A common early sign of cataracts is a lower than average BCC (or Add value). Typically, a 66-year-old patient would have an average Add value of +2.50D to +2.75D, but in practice, it's rare to see an Add value as high as +2.50D. In cases I’ve handled, the Add often caps at +2.25 or lower. This can be explained by early structural changes in the lens due to cataracts, an effect historically referred to as "second sight (Sometimes, a cataract may temporarily improve a person's ability to see close-up, because the cataract acts as a stronger lens. This phenomenon is called second sight, because people who may have once needed reading glasses find that they don't need them anymore. (ref : https://www.webmd.com/eye-health/cataracts/ss/slideshow-cataracts )"
Therefore, when testing elderly patients, if the Add value exceeds +2.25D, it’s worth considering the possibility of over-minus or under-plus prescription, often due to uncorrected residual astigmatism. In such cases, the patient might accommodate to make the circle of least confusion (the sharpest point of uncorrected astigmatism) fall on the retina, which can falsely increase the BCC value, leading to over-Add. The consequence of over-Add in progressive lenses is increased image distortion, narrower clear fields, and more difficult adaptation.
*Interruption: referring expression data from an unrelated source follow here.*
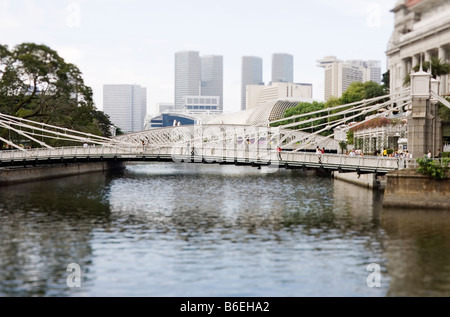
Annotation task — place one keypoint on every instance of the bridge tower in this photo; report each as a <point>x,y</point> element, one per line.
<point>424,123</point>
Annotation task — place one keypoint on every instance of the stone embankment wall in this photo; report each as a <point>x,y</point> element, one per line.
<point>13,175</point>
<point>364,180</point>
<point>409,189</point>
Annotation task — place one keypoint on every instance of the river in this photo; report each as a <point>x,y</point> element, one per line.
<point>166,229</point>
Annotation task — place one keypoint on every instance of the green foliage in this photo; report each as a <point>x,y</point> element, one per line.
<point>37,84</point>
<point>358,91</point>
<point>350,137</point>
<point>302,108</point>
<point>433,168</point>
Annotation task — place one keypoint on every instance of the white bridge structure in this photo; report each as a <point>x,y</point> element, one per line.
<point>254,145</point>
The patient mentioned that the optical shops in Singapore asked how the original prescription was obtained because it was a well-crafted prescription, except for the deteriorating coating in prolong used. Despite trying to match the prescription from the old Rodenstock lens card, the new lenses didn't work, and the patient tried multiple shops without success. Unfortunately, the patient didn’t bring the problematic glasses to the appointment, so I couldn’t determine the cause of the issue.
I believe modern lens technology should fully correct all refractive errors, making it unnecessary to stupid question like “how exactly or accuracy of a prescription should to prescribe ?. But Full Correction Exactly. But the problem is almose practitioner (on Thailand or some country) always use or rely the value from Auto-refractometer than retinoscopy because of Lazy or no skill in retinoscopy.
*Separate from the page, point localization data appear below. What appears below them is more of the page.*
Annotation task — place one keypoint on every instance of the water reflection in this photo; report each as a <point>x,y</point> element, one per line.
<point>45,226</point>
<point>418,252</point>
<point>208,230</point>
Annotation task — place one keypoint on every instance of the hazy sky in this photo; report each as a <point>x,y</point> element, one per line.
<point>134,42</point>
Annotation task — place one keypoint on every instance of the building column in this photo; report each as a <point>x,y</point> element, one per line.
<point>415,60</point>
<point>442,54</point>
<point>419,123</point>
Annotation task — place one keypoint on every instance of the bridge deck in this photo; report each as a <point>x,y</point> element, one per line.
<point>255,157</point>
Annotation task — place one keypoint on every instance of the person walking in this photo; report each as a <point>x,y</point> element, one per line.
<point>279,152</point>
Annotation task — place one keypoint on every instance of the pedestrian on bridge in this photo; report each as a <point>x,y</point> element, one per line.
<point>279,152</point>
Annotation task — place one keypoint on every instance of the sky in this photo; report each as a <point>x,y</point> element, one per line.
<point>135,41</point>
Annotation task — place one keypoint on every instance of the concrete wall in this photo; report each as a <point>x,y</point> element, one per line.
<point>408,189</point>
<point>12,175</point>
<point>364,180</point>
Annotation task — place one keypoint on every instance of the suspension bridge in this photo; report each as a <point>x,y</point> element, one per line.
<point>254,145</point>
The question then arises: why do errors still occur in eye exams, even in developed countries like Singapore, despite advanced tools like wavefront aberrometers that can detect both lower and higher-order aberrations? In practice, these tools are often only useful for screening, not precise correction.
In contrast, a well-trained retinoscopy can achieve both accuracy and repeatability better than automated devices, though it requires skill. The reliability of retinoscopy lies in the ability to interpret the light reflected from the retina, accurately indicating refractive errors without deception (unless interpreted incorrectly). It can even be used in infants or animals to assess the clarity of the image on the retina (objectively) without needing verbal feedback (subjective test).
Just as the stethoscope is the essential tool for a physician, the retinoscope is the heart of optometry. An optometrist who cannot use a retinoscope is like a physician who cannot use a stethoscope.
Like a (Fake) Doctor who prescribes medication without understanding its side effects, an optometrist who prescribes glasses without considering the impact on binocular vision is equally problematic.